Managing Desktops Remotely

Next to handling passwords and recovering files, managing users’ desktops probably takes more time than any other part of Windows administration.

Users need applications installed. They need updates and patches. Administrators need to know what software is installed on which machines and whether everything is properly licensed and accounted for. They need to make sure that scheduled updates and patches have in fact been installed on everyone’s computers. None of these jobs is difficult, but all can be enormously time consuming, especially if technical support people need to go around to everyone’s computers and do the job.

The problem is even worse for an organization with multiple sites. If you don’t have trained people at all those sites, some technician has to go around to all the locations and perform all these tasks.

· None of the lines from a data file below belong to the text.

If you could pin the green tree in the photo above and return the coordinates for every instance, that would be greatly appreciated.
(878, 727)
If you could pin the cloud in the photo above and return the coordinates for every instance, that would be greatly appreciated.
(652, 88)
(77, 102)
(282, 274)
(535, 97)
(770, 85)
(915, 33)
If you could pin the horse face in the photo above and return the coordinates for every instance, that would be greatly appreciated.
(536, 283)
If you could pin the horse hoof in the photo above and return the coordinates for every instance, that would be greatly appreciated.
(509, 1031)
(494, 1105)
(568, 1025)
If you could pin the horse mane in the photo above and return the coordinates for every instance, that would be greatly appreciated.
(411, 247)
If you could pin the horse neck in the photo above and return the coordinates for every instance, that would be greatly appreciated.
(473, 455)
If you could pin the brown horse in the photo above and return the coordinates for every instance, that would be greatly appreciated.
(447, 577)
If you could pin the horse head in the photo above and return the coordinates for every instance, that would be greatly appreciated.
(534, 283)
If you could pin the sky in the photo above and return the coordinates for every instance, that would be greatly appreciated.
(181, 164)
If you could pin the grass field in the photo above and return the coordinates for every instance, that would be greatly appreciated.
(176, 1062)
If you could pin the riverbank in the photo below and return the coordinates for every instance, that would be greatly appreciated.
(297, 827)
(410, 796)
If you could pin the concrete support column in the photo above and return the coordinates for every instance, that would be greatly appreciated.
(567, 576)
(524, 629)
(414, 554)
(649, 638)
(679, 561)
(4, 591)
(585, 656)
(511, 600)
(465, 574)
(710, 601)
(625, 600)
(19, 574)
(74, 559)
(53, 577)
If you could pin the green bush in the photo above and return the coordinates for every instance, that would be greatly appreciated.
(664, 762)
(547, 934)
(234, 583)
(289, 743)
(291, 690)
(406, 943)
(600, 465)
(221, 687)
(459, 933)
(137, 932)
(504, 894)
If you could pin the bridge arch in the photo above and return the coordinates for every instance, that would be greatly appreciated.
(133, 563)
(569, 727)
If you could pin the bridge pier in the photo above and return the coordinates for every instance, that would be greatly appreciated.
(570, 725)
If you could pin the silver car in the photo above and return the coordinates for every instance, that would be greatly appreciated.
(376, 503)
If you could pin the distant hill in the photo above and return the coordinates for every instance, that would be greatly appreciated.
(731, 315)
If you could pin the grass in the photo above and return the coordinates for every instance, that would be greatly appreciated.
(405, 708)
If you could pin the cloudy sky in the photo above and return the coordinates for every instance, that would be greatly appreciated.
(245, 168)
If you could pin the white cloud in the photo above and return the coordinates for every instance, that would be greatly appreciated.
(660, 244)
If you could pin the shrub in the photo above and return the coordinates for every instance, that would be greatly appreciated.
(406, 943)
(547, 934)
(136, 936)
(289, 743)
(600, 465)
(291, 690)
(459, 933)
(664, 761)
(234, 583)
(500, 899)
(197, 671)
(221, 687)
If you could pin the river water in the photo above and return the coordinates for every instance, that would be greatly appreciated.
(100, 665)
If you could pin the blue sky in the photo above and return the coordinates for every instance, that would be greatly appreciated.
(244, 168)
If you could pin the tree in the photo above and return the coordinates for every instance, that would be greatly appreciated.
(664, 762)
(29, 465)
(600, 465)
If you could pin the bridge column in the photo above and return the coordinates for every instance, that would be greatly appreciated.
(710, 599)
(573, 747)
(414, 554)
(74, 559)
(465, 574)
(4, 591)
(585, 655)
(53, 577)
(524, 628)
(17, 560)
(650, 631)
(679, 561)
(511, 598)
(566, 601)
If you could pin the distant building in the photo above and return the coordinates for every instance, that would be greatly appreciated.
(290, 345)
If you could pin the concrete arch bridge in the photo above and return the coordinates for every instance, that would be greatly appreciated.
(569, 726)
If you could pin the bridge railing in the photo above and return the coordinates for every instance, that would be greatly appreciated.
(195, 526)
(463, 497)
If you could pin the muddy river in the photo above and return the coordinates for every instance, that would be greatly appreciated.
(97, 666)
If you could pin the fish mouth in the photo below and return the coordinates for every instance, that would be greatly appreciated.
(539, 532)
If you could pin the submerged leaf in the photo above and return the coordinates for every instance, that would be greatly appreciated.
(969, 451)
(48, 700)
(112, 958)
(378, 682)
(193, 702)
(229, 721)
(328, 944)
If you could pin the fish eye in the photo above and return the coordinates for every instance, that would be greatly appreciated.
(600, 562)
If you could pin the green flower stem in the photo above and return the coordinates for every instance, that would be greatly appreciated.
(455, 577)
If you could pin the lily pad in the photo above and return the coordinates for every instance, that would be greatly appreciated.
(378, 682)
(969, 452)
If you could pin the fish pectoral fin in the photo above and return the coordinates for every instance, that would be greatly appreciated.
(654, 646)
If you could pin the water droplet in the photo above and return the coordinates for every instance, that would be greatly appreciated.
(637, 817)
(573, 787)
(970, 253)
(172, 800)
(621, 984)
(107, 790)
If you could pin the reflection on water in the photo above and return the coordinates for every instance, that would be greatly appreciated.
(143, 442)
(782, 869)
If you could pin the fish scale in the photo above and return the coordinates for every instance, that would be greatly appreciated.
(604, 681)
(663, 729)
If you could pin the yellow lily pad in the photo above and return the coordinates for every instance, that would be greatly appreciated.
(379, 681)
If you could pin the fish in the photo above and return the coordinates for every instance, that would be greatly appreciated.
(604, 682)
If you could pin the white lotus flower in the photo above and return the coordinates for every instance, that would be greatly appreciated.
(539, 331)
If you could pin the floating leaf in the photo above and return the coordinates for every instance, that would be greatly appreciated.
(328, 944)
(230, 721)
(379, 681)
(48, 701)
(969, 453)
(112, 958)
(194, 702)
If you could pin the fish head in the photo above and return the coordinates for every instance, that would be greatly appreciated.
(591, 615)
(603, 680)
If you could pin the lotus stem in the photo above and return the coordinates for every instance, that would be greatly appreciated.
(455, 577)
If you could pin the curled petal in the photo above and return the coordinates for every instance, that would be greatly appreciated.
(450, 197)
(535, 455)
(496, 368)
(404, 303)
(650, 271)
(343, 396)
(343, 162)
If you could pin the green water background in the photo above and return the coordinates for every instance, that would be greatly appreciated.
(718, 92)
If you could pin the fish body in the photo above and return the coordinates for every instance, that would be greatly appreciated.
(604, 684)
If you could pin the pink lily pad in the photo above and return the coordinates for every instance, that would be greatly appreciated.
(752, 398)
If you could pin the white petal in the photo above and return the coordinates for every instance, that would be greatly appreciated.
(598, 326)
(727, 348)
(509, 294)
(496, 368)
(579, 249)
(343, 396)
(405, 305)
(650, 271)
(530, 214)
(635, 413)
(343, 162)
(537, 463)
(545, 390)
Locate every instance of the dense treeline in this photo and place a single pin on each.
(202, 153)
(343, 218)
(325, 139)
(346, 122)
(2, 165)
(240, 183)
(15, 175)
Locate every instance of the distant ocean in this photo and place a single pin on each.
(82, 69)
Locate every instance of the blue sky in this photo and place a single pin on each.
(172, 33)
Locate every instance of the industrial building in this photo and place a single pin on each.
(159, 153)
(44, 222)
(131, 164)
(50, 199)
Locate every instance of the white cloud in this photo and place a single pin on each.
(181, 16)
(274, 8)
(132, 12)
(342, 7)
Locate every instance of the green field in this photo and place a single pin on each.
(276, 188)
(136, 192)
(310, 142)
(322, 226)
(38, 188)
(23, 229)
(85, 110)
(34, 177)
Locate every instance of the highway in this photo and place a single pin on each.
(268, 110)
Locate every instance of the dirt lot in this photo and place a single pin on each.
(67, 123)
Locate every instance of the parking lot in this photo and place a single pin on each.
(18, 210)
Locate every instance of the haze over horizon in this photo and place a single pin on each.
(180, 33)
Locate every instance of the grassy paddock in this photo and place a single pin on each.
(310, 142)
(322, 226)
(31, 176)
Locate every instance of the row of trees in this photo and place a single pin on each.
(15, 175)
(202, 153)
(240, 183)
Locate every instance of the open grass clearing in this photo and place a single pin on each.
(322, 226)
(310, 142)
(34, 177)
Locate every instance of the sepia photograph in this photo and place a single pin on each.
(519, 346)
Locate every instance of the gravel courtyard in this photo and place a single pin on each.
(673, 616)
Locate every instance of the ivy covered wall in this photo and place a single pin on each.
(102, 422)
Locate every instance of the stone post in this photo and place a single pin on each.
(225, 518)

Even if the other site is in the same city, you can waste the better part of a day just to do a 20-minute update.

Or you can use a desktop management system (DTMS) that lets you handle all these jobs over your network—and do most of them automatically to boot. Not surprisingly, remote desktop management systems are an increasingly popular category of Windows software. In fact, if you’re managing more than a dozen or so users in one location, you need DTMS. It’s as simple as that.

While there’s an entire active class of software that manages individual desktops, for Windows administrators the most useful products are the ones that let them manage desktops remotely over the network. Products in this category range from simple to elaborate and from free to very expensive. Typically the programs that cost money are priced on a per-seat basis from about $50 a seat to about $125 a seat. However, even the expensive software has a fast payback. A study by Forrester Research estimates that remote administration of user desktops can save a company 15–20% of its administration costs every year.